Sept Cavaliers n°1 : Le margrave héréditaire
Scénario : Terpant Jacques
Dessin : Terpant Jacques
Couleur : Terpant Jacques
Genre(s) : Fantastique, Adaptation
Éditeur : Robert Laffont
Nombre de pages : 48
Dépot légal : 05/2008

© Robert Laffont 2008 Terpant / Terpant
Auteur de la chronique : Moun

L'histoire se déroule dans un monde semblable au nôtre, à une époque qui fait penser à la Prusse de la révolution industrielle. Coupée du monde, désertée par ses habitants, la ville se meurt inéluctablement. Entouré de ses derniers fidèles, le Magrave Welf III assiste impuissant à la fin de l’empire. Mandaté par son souverain, le colonel major Silve de Pikkendorff recrute six cavaliers et quitte la ville afin de faire la lumière sur ces événements et rechercher Myriam, la fille de son souverain.

Pour ses débuts au scénario, Jacques Terpant (Pirates…) nous livre une adaptation fort réussie de l’œuvre de Jean Raspail. Tirant parti des lenteurs communes à bon nombre de premiers albums de série, il a su avec justesse et pertinence retranscrire l’atmosphère pesante de cette « fin de monde ». S’appuyant sur le texte original, Terpant ajoute sa touche personnelle et efficace par des dialogues précis allant à l'essentiel. Mais même si l’ensemble fonctionne à merveille, on aurait aimé malgré tout en savoir un petit peu plus sur les intentions réelles de cette expédition, ne sachant pas précisément où nous entraînent ces « Sept Cavaliers ». Peut-être aurait-il fallu pour cela abréger la litanie poétique mais néanmoins fastidieuse des dernières pages consacrée aux lions de mer.

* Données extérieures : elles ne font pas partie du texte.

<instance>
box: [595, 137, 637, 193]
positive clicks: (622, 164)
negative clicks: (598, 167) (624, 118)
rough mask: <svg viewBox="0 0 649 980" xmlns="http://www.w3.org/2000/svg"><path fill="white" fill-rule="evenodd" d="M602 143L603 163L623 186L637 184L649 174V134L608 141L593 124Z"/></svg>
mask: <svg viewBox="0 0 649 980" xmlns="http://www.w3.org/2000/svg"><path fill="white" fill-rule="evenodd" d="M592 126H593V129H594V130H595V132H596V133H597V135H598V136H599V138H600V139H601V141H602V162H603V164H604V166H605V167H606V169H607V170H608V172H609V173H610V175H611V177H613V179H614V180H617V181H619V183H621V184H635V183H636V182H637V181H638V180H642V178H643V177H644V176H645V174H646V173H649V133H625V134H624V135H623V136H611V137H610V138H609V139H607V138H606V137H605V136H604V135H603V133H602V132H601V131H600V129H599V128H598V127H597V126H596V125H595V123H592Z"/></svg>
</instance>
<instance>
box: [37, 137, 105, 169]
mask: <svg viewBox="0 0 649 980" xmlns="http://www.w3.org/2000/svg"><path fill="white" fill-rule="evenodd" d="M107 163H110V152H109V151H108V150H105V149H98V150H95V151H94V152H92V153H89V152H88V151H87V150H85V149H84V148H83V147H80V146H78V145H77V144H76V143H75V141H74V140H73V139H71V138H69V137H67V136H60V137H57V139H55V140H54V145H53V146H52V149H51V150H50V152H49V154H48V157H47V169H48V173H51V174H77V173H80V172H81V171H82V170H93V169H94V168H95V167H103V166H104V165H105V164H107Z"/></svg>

Côté dessin, bien que les personnages restent parfaitement identifiables et réguliers tout au long de l’album, le manque d’expressions voire de détails de certains visages les enferment bien trop souvent dans des attitudes figées ou des postures peu académiques. De plus, une mise en couleur trop peu variée, alternant entre blafard et cuivrée, associée à des jeux d’ombres par trop appuyés, amplifient encore un peu plus ces imperfections.
Toutefois, il faut bien reconnaître que l’ensemble demeure d’excellente facture et bénéficie de la justesse du trait de Jacques Terpant : la ville et ses bâtiments détaillés, les intérieurs travaillés contrastent remarquablement avec les paysages neigeux et dépouillés ou les falaises du bord de mer. Une véritable invitation au voyage superbement enluminée qui compense grandement le manque d’action de ce 1er tome.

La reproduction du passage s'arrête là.